VENETO - L'elicottero del Suem di Pieve di Cadore è intervenuto nel primo pomeriggio di ieri sul Monte Serva (BL), a circa 1.200 metri di altitudine, dove un escursionista, che con altre due persone stava scendendo dalla cima verso la Boca de Rosp, era scivolato rotolando per alcuni metri. Immobilizzato e imbarellato, G.Z. 70 anni di Pordenone, è stato recuperato con un verricello, per poi essere trasportato all'ospedale di Belluno con un sospetto trauma cervicale. Successivamente l'eliambulanza è decollata in direzione del Monte Piana, nel comune di Auronzo di Cadore (BL), in soccorso ad un pilota tedesco di parapendio. S.K., di 25 anni, appena dopo il decollo aveva infatti avuto problemi con la vela e, sceso al suolo troppo velocemente, aveva messo male una gamba. Atterrati nelle vicinanze, il personale medico e il tecnico del Soccorso alpino dell'equipaggio hanno imbarcato il ragazzo con una probabile frattura alla gamba e lo hanno accompagnato all'ospedale di Bressanone. Attorno alle 17, infine, il 118 è stato allertato da una coppia di escursionisti in difficoltà. Rientrando da Forcella Ambrizzola (BL), infatti, i due si erano attardati e, colti dal buio, non riuscivano più ad avanzare. Una squadra del Soccorso alpino della Guardia di finanza è andata loro incontro e, dopo averli incrociati, li ha riaccompagnati a valle.

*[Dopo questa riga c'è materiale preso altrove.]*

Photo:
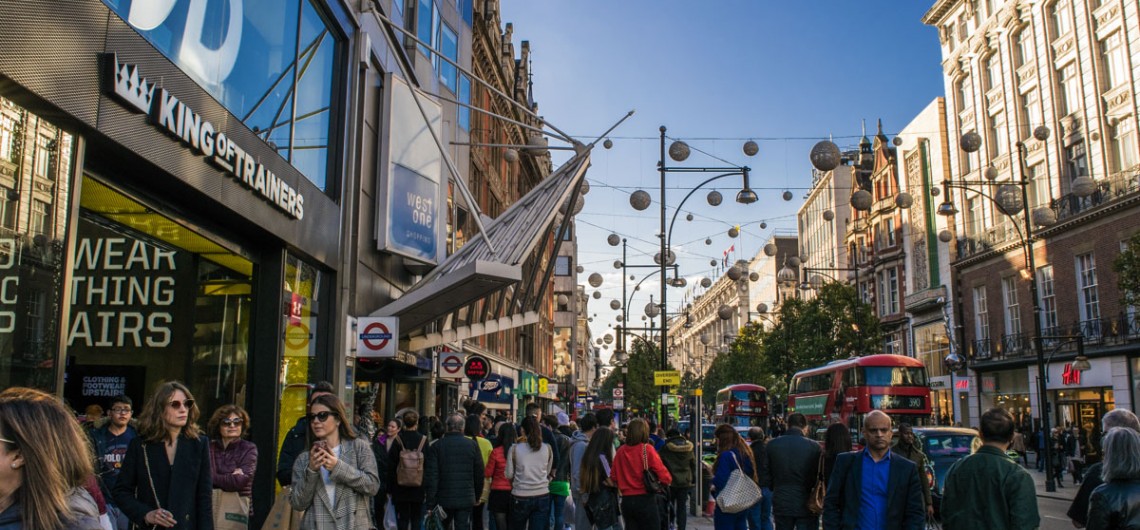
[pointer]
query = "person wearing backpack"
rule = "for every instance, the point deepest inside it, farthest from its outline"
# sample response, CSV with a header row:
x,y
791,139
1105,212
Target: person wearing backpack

TRENTINO - Nel pomeriggio di ieri, poco sotto Malga Nardis (Passo del Ballino - TN) sono intervenuti gli uomini del Soccorso Alpino Trentino per un cacciatore scivolato in un dirupo per circa trenta metri mentre stava cercando di recuperare un camoscio. Il cacciatore si è procurato diverse fratture agli arti. L'amico è riuscito a chiamare i soccorsi. Sul luogo dell'incidente sono intervenuti i tecnici del Soccorso Alpino delle Zone operative Adamello Brenta e Trentino Meridionale e l'elicottero di Trentino emergenza. L'uomo è stato trasportato con l'elicottero all'ospedale Santa Chiara di Trento.